Reflecting on the second half of 2012, as we geared up for the Umbrella launch, there’s one moment that truly stands out — and it was not a pleasant one. But, it provides insight into how we worked together as a team to launch a new service, and what we were able to accomplish as a result of communication, teamwork and determination.
‘Not again’, I thought to myself on the train ride in to work. I fired off, “Pants on Fire” across email, text and iMessage (I didn’t think of placing a phone call). I had lost access to the Internet while using the beta version of what would eventually become the Umbrella Mobility iOS VPN Service. Again. But unlike before, this time we were ready.

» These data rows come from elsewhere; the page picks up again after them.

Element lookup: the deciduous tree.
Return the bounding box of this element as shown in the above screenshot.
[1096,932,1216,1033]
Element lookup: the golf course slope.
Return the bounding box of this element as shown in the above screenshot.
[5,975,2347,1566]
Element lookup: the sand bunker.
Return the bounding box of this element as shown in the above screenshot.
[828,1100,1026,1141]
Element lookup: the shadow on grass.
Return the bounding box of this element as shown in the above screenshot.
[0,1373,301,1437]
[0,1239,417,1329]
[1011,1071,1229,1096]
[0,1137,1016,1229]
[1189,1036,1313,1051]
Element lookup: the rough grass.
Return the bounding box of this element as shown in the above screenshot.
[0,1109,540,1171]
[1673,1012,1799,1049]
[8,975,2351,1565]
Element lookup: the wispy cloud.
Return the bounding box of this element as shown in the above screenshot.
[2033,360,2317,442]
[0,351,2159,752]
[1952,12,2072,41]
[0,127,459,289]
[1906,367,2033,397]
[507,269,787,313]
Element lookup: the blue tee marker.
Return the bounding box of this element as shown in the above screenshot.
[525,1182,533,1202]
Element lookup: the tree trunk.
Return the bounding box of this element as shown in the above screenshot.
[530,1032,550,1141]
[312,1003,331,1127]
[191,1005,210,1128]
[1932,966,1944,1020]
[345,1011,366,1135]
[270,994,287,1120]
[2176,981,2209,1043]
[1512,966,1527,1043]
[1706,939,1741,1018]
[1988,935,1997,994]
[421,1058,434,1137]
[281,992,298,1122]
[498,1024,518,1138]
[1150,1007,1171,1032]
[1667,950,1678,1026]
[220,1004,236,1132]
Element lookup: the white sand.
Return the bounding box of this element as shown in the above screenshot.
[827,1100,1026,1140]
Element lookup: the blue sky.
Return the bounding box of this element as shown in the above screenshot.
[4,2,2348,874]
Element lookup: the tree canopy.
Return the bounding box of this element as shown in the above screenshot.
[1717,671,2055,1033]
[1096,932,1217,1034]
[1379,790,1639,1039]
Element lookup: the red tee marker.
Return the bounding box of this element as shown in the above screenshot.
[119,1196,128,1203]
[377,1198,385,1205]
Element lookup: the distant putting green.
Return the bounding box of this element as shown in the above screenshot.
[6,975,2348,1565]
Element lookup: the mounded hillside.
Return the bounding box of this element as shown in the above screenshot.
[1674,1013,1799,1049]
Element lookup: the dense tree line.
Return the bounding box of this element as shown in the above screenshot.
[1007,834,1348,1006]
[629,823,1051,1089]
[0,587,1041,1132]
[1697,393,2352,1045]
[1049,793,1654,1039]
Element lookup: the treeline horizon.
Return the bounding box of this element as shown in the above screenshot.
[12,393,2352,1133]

We are extremely proud of the reliability we’ve built into the OpenDNS network infrastructure and operations around DNS (see Andree’s post), but reliability doesn’t come for free. You need to work for it and earn it, and a new team working quickly to deliver an innovative new VPN cloud service had not yet put in the work.
During early development phases of the VPN service, we had trouble even identifying issues. When they arose, it was not clear how severe they were nor who was on point. To solve the problem we developed a common language, a set of expectations of behavior, and committed to visibility and transparency to the whole company. Pants on Fire (PoF) was born.
Pants on Fire means users are affected — they can’t enroll, login, or worst case, access the Internet – while connected to the burgeoning Tahoe (code name for what became Umbrella Mobility iOS VPN service). Pants on Fire means everyone would drop what they were doing and fix the problem. It didn’t matter that this was a beta, or had only a few users. Pants on Fire means afterwards we would figure out why we had an outage. We’d put in more instrumentation to alert us in the future. We’d re-examine our development and test methodologies, our cooperation between dev and ops, so that this wouldn’t happen again (5 Why’s ended up working very well for this.) Pants on Fire means another entry in red and orange on the board for all to see.
The board grows. We also have some fun with it. The weeks move DOWN, each new week is a new column to the right. So the earliest day is the upper left, and the most recent is marked 19 (brown pants, not on fire) — the date this picture was taken.
With this visibility, patterns change. At first, frequency of updates decreases (fewer big green dots) as we move cautiously. Soon, we gain confidence and accelerate again. Fewer Pants on Fire occur. We set a goal: we won’t ship this unless we go a full four weeks with no Pants on Fire.
We approached our release date. We’ve had only one PoF in 6 weeks, but it was 3 weeks ago. Is this good enough? Will we deliver on what our customers expect? We decided to release!
Ignore the smoldering flames, that is just an indication of the pressure around the release, no pants in that vicinity are aflame. Also, no chickens were harmed in the making of Umbrella. The rubber chicken does scream loudly, however, when attention is required. Now, 3 months post-release, we know when the students using our solution get out of school in Hawaii because our instrumentation notes the surge of increased traffic as they all get online at once (we are guessing this is when they get home from school). Most recently, we had a new situation: our alerting triggered us to a potential issue before it could impact any users. We treated it like a PoF and got it addressed before customers were impacted.
Smoke, but no fire!
Shared language and understanding, transparency, and a little fun work hand-in-hand with the technology approaches that we’ve outlined in the past to make sure that we deliver the experience our customers count on. And they prevent Pants on Fire!